Having succeeded at 2 of the 3 Panels, the administrators decide to award Bloodhound 3 of 5 HP. However, since she used TEAM and prioritized rescuing the hostages, she received the bonus HP for a total of 6. Having lost 3 HP after landing on a trap in the obstacle course of the previous Issue, this brings her up to 13 HP, still at the lower end of the superheroes who passed the first two Issues, but not so far behind that she can’t catch up.
- Bloodhound: Has the proportional strength, speed, and senses of a bloodhound.
- Gray Goo: Nanomachines convert non-living matter into other things (must understand the properties of the creation), and create virtual reality spaces.
- Vector: Unstoppable while moving in a straight line, vulnerable while pivoting.
- Pinball: Superspeed and proportional superstrength, but must account for inertia and other laws of velocity and acceleration.
- Snake: Floating orbs spontaneously appear around them. As they eat the orbs, they grow longer. Their sharp scales are dangerous even to themself.
- 2D: Two-dimensional. Can flatten against surfaces, slip through crevices, and fold like origami.
- Scanner Darkly: Superspy skills and gadgets, appearance and voice scrambling mask, separated brain hemispheres for multitasking, and deep-cover identity dissociation.
- Mushroom: Eating mushrooms makes them grow giant-sized or shrink to the size of a mouse.
- Flash Fry: Project hot grease and resistance to grease fires.
- Cinnamon: Emanate novas of burning-hot capsaicin.
- Mint: Emanate novas of ice-cold menthol.
- Alkahest: Project a universal solvent fluid.
- Kintsugi: Injuries make them stronger with scars of gold.
- Librarian: Paper Elementalist.
- Technomancer: Override software in devices and control them as an extension of themselves.
- Herbalist: While holding a plant, gain superpowers relating to its properties.

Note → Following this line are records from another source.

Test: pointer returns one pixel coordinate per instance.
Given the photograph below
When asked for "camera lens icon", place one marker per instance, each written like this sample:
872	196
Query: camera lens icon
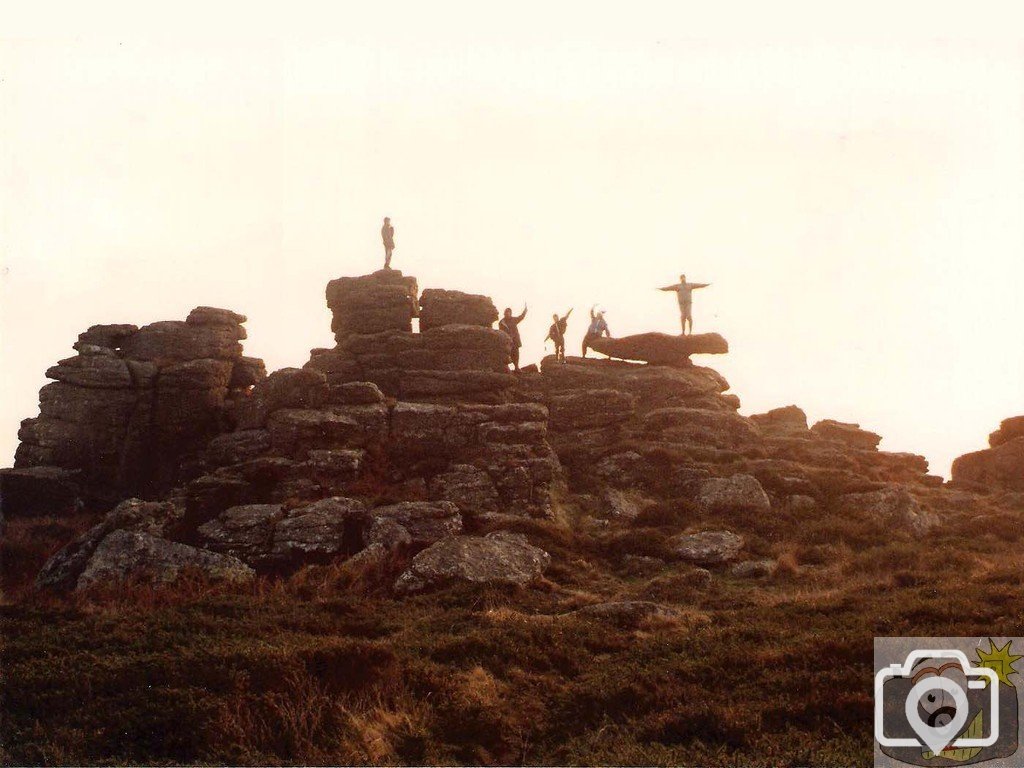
937	701
936	709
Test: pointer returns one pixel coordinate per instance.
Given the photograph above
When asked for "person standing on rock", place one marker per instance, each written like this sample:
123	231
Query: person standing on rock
557	334
387	235
509	325
684	292
598	328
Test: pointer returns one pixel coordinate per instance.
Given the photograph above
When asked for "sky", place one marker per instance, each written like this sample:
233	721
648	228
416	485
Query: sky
850	182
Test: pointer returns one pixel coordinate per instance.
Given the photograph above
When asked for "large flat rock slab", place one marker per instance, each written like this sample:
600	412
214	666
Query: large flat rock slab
660	349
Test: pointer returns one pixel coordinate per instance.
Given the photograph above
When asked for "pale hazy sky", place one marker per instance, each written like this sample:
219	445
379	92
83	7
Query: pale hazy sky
851	181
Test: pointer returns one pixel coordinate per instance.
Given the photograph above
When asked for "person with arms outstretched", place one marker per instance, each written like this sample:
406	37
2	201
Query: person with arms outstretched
684	292
557	334
598	328
509	325
387	235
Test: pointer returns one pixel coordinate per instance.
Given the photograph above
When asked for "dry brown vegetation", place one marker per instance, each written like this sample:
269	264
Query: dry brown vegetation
326	667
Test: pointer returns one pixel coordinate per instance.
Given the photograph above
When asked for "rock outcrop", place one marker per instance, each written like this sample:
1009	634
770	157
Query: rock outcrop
497	558
133	556
127	414
439	307
999	467
396	441
660	349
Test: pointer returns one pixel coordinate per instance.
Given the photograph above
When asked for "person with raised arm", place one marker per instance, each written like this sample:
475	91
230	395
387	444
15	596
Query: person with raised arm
598	328
557	334
684	293
509	325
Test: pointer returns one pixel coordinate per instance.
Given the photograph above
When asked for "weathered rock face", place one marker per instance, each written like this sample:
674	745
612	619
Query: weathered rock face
439	307
496	558
893	507
445	364
132	409
849	434
61	571
125	555
424	522
999	467
372	303
739	493
1010	429
782	422
32	492
660	349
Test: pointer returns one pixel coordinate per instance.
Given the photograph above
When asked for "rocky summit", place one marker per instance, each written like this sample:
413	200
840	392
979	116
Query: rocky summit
275	471
129	412
398	552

- Landfill: Telekinetic control of trash and waste.
- Schrodinger: While unseen, can be anywhere and nowhere in the vicinity.
- Laservision: Sees a laser-grid overlay for perfect accuracy and precision.
- Aye-Aye Aye: Has a long bony finger, like an aye-aye, with advanced supersenses.
- Memetos: A living idea that can infect the collective unconsciousness over time, or more rapidly the consciousnesses of individuals in the vicinity.
- Constructor: Rapidly construct cartoonish but functional devices and structures from minimal resources that break down shortly after use.
- Cleric: Summon rays of cleansing, healing, but also searing light.
- Parkour: Superhuman agility, dexterity, flexibility, reflexes, etc.
- Icarus: Waxy wings that melt away, dripping with the heat of Greek Fire.
- POP: Compel any non-living object to spontaneously combust. The force of the explosion and predictability of the detonation time is proportional to the size of an object.
- Chopper: Human attack helicopter cyborg.
- Flurry: Throw rapid and near-infinite consecutive strikes.
- Wavecrash: “Teleportation” via the internet and strike from the other side with the force of a vehicle speeding down the information superhighway.
- Babylon: Scramble or silence sounds, including language, and can emit sonic force beams.
- Triplets: Able to coordinate in perfect harmony; far greater than the sum of their parts.
- Warhead: Fortified with an organic metal shell. They can explode without harming themself, but lose their metal shell for the remainder of the Issue.
- Kafka: Proportional strengths and abilities of various arthropods, although their greatest power (and weakness) is their utterly horrifying appearance.
- Combo Ace: Store three pre-programmed athletic or combat feats like video game controller macros, infinite use unless replaced (30min programming time).